Такая глубина, такая пронзительность…
Отнесла конверты на почту, и стали ждать.
Первый ответ пришел через два месяца из «Огонька». Потом – из «Дружбы народов». Дальше не помню в каком порядке, но ответы были одинаковые, словно писал их один и тот же человек, если эту канцелярскую крысу можно назвать человеком. Нигде ничего не поняли, не вчитались, не прониклись. И снова я плакала, но если от слез, вызванных стихами великого поэта, кожа на лице приобретала детскую бархатистость, новые слезы обжигали злее кислоты, а каково было душе? Ну ладно я – советская женщина может вынести любые оскорбления и удары, но Есенин – тончайшая и ранимейшая натура. Не знаю, что бы с ним было, если бы я половину этих писем не сжигала. Журналы выставили перед нами железобетонные стены с дрессированными псами в каждой амбразуре. Отнесла рукопись в издательство. Через три месяца получили рецензию. В чем только его не обвиняли, у меня сил нет повторить эти слова, но одну формулировочку все-таки процитирую: «поэт Мещерский активно проповедует потребительское отношение к женщине». Верные наследники Бухарина чуть ли не слово в слово повторяли его злые заметки. Озлобленная бездарность монотонна, как таежный гнус. Я пошла в магазин и купила книжечку этого рецензента. «Луна – целина… ГРЭС – прогресс… Фидель Кастро – лекарство» – даже Маяковский лучше писал. Но Есенину от этого не легче. У него ни прогресса, ни революционеров. Он еще в ранних стихах сказал о них самое главное в поэме о Ленине, который не был для него иконой: «Еще суровей и угрюмей они творят его дела».

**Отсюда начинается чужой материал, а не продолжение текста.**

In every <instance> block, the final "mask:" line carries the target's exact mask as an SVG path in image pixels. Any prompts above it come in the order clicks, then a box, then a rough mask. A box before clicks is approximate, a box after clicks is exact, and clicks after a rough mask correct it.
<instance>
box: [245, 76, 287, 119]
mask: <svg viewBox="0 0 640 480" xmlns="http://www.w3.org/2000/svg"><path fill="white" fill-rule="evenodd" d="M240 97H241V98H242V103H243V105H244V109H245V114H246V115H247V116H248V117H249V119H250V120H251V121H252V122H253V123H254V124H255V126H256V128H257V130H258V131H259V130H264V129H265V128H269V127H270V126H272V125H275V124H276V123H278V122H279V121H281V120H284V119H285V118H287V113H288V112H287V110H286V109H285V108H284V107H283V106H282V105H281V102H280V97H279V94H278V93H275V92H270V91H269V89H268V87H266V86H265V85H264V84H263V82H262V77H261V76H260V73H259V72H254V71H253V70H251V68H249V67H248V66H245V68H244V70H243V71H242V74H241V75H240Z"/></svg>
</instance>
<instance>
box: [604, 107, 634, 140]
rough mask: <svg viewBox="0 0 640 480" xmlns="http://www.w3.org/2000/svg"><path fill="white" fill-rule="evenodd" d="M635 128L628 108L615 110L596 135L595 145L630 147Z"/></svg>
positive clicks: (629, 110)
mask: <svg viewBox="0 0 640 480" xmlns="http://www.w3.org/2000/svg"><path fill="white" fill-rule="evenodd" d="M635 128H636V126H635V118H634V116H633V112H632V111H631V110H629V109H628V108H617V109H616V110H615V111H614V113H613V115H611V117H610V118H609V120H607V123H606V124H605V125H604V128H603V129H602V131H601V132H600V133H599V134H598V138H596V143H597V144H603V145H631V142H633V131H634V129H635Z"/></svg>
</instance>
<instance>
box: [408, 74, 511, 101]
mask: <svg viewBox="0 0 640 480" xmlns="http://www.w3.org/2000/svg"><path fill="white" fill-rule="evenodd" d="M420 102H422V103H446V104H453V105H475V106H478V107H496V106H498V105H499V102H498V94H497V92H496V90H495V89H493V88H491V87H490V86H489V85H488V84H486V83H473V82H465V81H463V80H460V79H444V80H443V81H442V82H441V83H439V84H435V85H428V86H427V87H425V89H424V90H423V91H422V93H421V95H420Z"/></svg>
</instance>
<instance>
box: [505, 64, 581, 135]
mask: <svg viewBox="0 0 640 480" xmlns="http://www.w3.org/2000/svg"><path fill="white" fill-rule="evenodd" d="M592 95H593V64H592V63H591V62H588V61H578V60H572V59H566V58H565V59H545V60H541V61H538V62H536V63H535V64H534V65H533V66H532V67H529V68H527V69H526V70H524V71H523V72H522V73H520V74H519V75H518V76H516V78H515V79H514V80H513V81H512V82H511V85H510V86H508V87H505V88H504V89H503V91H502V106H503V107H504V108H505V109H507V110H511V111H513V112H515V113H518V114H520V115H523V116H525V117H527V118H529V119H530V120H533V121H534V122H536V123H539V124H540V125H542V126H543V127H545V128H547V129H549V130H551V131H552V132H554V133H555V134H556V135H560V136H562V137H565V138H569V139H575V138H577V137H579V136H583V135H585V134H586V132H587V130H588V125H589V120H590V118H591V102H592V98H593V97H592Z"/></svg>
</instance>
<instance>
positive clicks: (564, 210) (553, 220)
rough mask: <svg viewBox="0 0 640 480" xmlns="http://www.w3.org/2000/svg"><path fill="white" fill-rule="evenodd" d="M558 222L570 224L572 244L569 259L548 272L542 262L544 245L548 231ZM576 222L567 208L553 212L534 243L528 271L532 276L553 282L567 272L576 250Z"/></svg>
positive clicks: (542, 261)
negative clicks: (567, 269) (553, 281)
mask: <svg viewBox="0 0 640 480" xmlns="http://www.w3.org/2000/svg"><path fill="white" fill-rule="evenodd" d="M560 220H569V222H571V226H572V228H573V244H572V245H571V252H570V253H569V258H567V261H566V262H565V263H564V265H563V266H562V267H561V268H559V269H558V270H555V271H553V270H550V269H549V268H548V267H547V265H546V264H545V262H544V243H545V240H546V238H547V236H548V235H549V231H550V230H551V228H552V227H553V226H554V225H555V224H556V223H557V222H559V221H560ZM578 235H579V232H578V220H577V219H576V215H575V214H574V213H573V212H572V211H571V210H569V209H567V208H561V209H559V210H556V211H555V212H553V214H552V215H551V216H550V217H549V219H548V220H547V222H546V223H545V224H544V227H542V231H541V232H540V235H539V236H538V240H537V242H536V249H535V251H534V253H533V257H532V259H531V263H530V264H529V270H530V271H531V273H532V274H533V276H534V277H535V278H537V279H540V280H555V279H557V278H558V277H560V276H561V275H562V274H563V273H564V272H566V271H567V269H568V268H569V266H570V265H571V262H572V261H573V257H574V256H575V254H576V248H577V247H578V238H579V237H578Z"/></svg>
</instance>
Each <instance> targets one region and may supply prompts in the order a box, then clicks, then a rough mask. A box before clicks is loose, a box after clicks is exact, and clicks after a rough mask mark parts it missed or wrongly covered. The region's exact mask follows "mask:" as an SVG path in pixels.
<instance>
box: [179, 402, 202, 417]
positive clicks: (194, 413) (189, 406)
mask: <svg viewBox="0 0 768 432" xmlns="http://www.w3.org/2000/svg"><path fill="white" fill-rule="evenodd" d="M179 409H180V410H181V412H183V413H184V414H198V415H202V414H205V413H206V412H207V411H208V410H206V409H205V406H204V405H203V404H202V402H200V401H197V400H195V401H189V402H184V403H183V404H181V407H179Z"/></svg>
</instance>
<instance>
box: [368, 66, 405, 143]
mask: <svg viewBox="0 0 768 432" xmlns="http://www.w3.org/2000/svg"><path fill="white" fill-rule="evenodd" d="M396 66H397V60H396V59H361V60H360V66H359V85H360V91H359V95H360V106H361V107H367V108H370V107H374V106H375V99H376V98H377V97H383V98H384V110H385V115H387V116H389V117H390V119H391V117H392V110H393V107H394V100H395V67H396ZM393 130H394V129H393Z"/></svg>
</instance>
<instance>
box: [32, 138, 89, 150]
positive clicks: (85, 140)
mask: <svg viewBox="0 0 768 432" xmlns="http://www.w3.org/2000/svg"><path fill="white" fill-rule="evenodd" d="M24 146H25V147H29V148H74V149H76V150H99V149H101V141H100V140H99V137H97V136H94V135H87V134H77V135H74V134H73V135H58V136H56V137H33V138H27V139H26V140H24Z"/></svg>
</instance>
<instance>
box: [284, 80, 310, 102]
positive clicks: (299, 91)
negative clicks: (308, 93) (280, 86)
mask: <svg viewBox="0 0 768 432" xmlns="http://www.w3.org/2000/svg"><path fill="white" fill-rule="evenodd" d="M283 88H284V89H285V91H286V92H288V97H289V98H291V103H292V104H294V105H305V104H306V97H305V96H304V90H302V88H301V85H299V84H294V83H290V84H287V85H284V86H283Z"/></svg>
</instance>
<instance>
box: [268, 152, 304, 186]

Из второго издательства облаяли еще злее. Круговая оборона. Если ты не член Союза писателей, все печатные органы для тебя закрыты. А чтобы стать членом, надо издать две книги. Словно после тюрьмы: на работу не берут потому, что нет прописки, а не прописывают потому, что не работаешь. Это теперь – накопил денежек и печатай любую графоманию. Желание, в общем-то, понятное. Каждому хочется увидеть свои творения изданными. Но советский графоман после долгих лет унижений удовлетвориться этим уже не может. Ему обязательно надо и узаконить свои отношения с музой. Как бабе штамп о замужестве в паспорт поставить, так и ему – членский билет получить.